Engineering Dimensional Configuration of Single-Atom S-Cu-S Sites as Reversible Electron Station for Enhanced Peroxidase-Mimicking.

Abstract

Boosting catalytic activity of single-atom nanozymes (SAzymes) to substitute natural metalloenzymes remains challenging due to the lack of enzyme-like secondary building blocks and proper 3D conformation. Herein, a natural amino acid L-cysteine (L-Cys)-triggered auto-assembly process engineers the spatial positioning of 3D-biomimetic S-Cu-S single-atom catalytic sites and adjacent L-Cys on sheet-like MoS₂ nanozyme, achieving activated MoCC SAzymes.
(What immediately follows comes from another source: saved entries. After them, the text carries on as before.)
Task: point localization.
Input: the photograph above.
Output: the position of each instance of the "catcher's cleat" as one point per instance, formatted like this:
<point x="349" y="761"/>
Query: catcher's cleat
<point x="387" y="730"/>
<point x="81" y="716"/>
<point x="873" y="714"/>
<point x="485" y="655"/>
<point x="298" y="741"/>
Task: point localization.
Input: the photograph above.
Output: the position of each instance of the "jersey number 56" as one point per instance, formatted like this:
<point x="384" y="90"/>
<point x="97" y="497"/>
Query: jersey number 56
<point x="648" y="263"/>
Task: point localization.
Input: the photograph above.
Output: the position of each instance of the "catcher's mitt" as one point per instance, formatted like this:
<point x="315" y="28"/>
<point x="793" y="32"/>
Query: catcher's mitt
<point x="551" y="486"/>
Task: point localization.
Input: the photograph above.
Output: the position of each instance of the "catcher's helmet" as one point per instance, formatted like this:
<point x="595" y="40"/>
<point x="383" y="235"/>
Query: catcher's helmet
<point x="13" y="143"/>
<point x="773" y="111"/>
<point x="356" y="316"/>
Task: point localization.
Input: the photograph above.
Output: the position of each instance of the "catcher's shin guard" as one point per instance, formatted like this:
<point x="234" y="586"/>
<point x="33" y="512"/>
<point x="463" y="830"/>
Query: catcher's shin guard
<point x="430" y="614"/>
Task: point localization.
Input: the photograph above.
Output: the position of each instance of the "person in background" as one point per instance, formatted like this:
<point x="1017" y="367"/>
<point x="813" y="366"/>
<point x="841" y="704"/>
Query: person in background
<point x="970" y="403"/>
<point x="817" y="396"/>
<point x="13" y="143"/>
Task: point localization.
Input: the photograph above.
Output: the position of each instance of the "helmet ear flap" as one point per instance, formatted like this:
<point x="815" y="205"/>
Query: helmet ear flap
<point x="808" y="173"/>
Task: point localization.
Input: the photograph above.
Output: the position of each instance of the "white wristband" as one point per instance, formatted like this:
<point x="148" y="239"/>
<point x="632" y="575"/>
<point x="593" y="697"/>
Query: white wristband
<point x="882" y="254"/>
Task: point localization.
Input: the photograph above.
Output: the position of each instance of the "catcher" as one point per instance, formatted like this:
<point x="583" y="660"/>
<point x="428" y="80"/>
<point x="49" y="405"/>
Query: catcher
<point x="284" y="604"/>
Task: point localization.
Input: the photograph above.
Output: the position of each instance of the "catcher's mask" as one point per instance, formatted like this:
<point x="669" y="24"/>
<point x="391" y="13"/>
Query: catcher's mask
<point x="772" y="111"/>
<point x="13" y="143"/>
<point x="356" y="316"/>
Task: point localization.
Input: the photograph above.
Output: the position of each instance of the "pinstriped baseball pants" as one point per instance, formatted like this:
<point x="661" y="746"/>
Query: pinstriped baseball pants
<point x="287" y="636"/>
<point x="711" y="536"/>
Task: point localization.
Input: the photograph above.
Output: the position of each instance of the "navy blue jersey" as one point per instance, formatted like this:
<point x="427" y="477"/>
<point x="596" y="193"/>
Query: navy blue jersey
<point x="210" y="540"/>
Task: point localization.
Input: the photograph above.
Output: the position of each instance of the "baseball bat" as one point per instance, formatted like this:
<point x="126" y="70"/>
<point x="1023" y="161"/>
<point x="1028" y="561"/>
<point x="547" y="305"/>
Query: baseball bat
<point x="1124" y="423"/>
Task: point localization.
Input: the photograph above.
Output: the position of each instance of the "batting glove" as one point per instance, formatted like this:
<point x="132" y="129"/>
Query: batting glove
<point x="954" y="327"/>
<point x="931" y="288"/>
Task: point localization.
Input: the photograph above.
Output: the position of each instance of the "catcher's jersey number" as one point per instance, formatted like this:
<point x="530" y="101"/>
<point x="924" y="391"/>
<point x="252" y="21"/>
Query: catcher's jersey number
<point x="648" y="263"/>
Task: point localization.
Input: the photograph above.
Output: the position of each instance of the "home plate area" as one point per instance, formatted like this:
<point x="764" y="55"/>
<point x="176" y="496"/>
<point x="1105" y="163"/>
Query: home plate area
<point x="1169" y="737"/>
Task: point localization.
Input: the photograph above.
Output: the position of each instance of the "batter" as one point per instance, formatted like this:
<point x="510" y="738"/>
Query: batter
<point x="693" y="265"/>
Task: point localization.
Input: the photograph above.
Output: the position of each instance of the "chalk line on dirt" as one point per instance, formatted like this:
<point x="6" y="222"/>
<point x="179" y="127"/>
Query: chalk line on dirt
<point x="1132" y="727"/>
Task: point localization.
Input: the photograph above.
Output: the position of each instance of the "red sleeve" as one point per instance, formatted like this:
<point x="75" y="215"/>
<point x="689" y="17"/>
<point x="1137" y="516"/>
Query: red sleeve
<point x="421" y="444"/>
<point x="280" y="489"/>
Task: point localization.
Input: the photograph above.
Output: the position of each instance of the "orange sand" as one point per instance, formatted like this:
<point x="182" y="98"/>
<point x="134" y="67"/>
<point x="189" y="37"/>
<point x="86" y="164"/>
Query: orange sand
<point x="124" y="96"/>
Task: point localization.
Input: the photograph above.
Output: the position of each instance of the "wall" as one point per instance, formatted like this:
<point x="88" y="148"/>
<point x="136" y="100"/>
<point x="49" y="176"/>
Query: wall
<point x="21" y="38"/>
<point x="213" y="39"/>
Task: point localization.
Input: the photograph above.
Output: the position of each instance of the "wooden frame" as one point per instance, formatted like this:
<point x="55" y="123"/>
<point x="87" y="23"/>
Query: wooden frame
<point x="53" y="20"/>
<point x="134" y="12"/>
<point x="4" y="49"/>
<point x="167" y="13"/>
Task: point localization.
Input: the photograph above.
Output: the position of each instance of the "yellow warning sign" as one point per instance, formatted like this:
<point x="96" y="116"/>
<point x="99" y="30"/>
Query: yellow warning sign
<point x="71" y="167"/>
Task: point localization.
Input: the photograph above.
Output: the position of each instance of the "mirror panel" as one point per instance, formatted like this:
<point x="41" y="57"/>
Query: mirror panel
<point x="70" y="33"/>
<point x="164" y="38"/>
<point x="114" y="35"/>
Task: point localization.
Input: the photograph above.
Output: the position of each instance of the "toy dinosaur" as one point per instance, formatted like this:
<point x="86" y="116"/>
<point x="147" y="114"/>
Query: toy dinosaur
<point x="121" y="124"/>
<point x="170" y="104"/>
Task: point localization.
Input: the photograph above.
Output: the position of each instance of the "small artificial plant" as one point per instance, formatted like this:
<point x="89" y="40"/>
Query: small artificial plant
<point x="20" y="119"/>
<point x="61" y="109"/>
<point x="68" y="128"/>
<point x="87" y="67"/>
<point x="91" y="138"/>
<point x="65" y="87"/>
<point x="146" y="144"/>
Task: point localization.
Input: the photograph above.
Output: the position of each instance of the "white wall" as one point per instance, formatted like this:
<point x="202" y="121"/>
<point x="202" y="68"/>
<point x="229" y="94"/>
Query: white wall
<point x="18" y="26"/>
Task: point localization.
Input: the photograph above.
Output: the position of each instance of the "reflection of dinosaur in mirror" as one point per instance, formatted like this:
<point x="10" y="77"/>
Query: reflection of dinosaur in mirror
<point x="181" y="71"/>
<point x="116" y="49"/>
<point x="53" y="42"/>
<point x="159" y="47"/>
MoCC achieves a maximum Cu single-atom loading of 10.11% by suppressing aggregation through L-Cys coordination. Particularly, MoCC can properly bind and react with the H₂O₂ substrate, mimicking 3D catalytic pockets of natural enzymes. The maximum reaction velocity (4.56×10^-7 M s^-1), affinity (Michaelis constant, 0.65 mM), and specific activity (SA) (355.59 U mg^-1) catalyzed by peroxidase (POD)-mimicking MoCC are 16.3-, 17.9-, and 1.2-fold higher than natural horseradish peroxidase (HRP). Density functional theory computations reveal that the S-Cu-S single-atom catalytic sites stabilized by L-Cys bonding function as a reversible electron flow workstation, triggering storage and transfer with MoS₂, facilitating swift electron exchange with H₂O₂, reducing energy barrier for hydroxyl radicals generation. The optimized 3D S-Cu-S single-atom featuring L-Cys building of MoCC exhibits cascaded catalase-like activity and sono-piezocatalysis effect, non-invasively amplifying the generation of oxygen and singlet oxygen. Consequently, multiple free radicals can selectively eliminate dental bacteria and biofilms.